Effeminate Years

Literature, Politics, and Aesthetics in Mid-Eighteenth-Century Britain

By (author) Declan Kavanagh

Not available to order

Publication date:

23 June 2017

Length of book:

268 pages

Publisher

Bucknell University Press

ISBN-13: 9781611488258

Effeminate Years: Literature, Politics, and Aesthetics in Mid-Eighteenth-Century Britain investigates the gendered, eroticized, and xenophobic ways in which the controversies in the 1760s surrounding the political figure John Wilkes (1725-97) legitimated some men as political subjects, while forcefully excluding others on the basis of their perceived effeminacy or foreignness. However, this book is not a literary analysis of the Wilkes affair in the 1760s, nor is it a linear account of Wilkes’s political career. Instead, Effeminate Years examines the cultural crisis of effeminacy that made Wilkes’s politicking so appealing. The central theoretical problem that this study addresses is the argument about what is and is not political: where does individual autonomy begin and end? Addressing this question, Kavanagh traces the shaping influence of the discourse of effeminacy in the literature that was generated by Wilkes’s legal and sexual scandals, while, at the same time, he also reads Wilkes’s spectacular drumming up of support as a timely exploitation of the broader cultural crisis of effeminacy during the mid century in Britain.
The book begins with the scandals and agitations surrounding Wilkes, and ends with readings of Edmund Burke’s (1729-1797) earliest political writings, which envisage political community—a vision, that Kavanagh argues, is influenced by Wilkes and the effeminate years of the 1760s. Throughout, Kavanagh shows how interlocutors in the political and cultural debates of the mid-eighteenth-century period in Britain, such as Tobias Smollett (1721-1771) and Arthur Murphy (1727-1805), attempt to resolve the problem of effeminate excess. In part, the resolution for Wilkes and Charles Churchill (1731-1764) was to shunt effeminacy onto the sexually non-normative. On the other hand, Burke, in his aesthetic theorization of the beautiful privileges the socially constitutive affects of feeling effeminate. Through an analysis of poetry, fiction, social and economic pamphlets, aesthetic treatises, journalism and correspondences, placed within the latest queer historiography, Kavanagh demonstrates that the mid-century effeminacy crisis served to re-conceive male heterosexuality as the very mark of political legitimacy. Overall, Effeminate Years explores the development of modern ideas of masculinity and the political subject, which are still the basis of debate and argument in our own time.
Kavanagh (Univ. of Kent, UK) presents an investigation into the twilight world of gender/sex-fluid men—referred to as, among other monikers, sodomites, catamites, and mollies—during Britain’s Georgian period.
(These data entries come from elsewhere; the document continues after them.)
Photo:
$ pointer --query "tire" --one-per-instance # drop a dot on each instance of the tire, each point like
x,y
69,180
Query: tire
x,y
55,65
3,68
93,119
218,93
Kavanagh's critical examination of the works of Charles Churchill, Edmund Burke, John Wilkes, and others illuminates the role effeminacy played in shaping discourse of the day. Kavanagh’s embedded thesis is that fluid identity and outré sexual practices of this period challenged the era’s sensibilities and set the precedent for current efforts to broaden gender and sexual categorizations. In this regard, Kavanagh’s book complements extant research on the subject. Kavanagh’s obvious authority on the subject matter qualifies him for inclusion among the field’s most credible scholars.... [T]he book’s value to English history, literary studies, and gender and sexuality studies stands unquestioned. Summing Up: Essential. Researchers and faculty.